The most well known structure built by Mull & Fromer is probably the Greene County Office Building in Cairo, New York, formerly the Greene County Alms House, built 1883, John B. Halcott (1846–1895), architect. The prior alms house was "illy-constructed" according to an 1857 investigation and in "May of 1882, a committee was formed to provide estimates for building a new structure." The building currently serves as the location of the Greene County Department of Mental Health.

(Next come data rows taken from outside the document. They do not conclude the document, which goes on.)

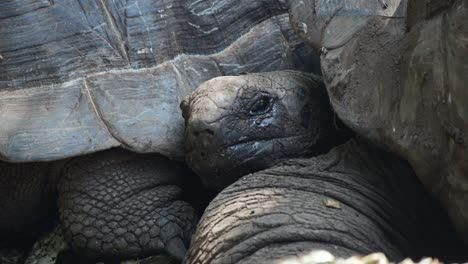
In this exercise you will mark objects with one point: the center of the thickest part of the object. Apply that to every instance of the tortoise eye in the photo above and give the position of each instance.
(261, 105)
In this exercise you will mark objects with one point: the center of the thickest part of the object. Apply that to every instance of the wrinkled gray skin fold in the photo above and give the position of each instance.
(239, 124)
(81, 77)
(353, 200)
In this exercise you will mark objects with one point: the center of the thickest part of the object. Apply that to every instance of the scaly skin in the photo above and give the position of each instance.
(354, 200)
(118, 204)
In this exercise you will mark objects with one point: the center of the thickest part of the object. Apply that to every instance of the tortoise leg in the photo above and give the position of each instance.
(118, 204)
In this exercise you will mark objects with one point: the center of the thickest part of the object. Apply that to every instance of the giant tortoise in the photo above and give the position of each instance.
(352, 199)
(396, 72)
(80, 77)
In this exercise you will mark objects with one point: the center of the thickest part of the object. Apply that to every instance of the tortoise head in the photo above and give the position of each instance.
(235, 125)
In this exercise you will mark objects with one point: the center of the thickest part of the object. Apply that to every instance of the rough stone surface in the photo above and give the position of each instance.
(284, 212)
(81, 76)
(399, 78)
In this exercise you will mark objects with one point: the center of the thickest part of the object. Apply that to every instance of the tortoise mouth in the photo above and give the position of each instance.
(222, 166)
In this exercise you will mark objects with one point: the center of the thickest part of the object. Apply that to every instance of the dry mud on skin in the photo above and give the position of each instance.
(83, 76)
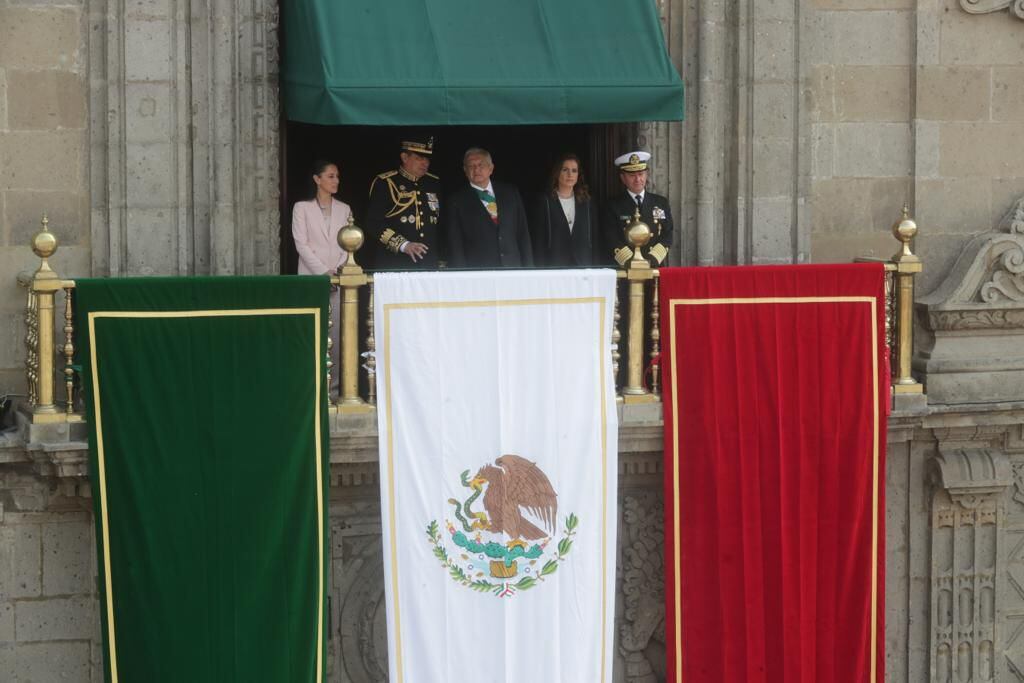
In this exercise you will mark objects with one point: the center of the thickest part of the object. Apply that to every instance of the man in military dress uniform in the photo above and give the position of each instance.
(404, 211)
(653, 210)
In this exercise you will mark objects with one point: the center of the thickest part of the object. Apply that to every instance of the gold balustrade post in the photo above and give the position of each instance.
(45, 284)
(907, 265)
(350, 279)
(638, 271)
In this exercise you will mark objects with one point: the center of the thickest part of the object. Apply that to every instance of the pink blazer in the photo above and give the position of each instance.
(315, 241)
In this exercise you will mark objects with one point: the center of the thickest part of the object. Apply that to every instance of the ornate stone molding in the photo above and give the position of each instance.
(969, 487)
(987, 6)
(642, 628)
(975, 349)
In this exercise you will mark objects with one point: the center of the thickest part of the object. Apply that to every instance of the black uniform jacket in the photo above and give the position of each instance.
(403, 210)
(475, 242)
(554, 245)
(654, 212)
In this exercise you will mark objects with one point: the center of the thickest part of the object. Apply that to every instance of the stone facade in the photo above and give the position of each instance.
(150, 132)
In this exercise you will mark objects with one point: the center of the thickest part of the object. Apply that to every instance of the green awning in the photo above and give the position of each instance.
(476, 61)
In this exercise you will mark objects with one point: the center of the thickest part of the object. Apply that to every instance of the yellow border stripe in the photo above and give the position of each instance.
(100, 456)
(876, 446)
(388, 307)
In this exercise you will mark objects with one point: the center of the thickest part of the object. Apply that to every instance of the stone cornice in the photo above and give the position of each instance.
(987, 6)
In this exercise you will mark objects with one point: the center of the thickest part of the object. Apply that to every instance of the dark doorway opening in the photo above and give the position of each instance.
(522, 156)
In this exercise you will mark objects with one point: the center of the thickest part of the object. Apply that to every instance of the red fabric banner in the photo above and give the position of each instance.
(774, 455)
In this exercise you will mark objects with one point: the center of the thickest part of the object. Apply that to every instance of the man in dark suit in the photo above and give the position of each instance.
(653, 210)
(403, 212)
(485, 220)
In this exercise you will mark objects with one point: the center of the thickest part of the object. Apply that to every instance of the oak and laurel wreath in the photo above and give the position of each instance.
(484, 586)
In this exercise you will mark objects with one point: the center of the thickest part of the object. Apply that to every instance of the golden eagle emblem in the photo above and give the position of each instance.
(510, 538)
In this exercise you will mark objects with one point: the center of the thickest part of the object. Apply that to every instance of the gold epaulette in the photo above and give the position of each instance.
(392, 241)
(658, 251)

Mull & Fromer built at least six buildings in New York City, New York: One on the west side of Washington Avenue 335 feet south of 172nd Street (his residence), another on Willis Avenue near the corner of Third Avenue, and three on the corner of 103rd Street and Park Avenue.

In 1892, DeWitt Mull sold his residence at 1583 Washington Avenue in an area of New York City, New York, that later became part of the Bronx and the company does not appear to have existed after that year.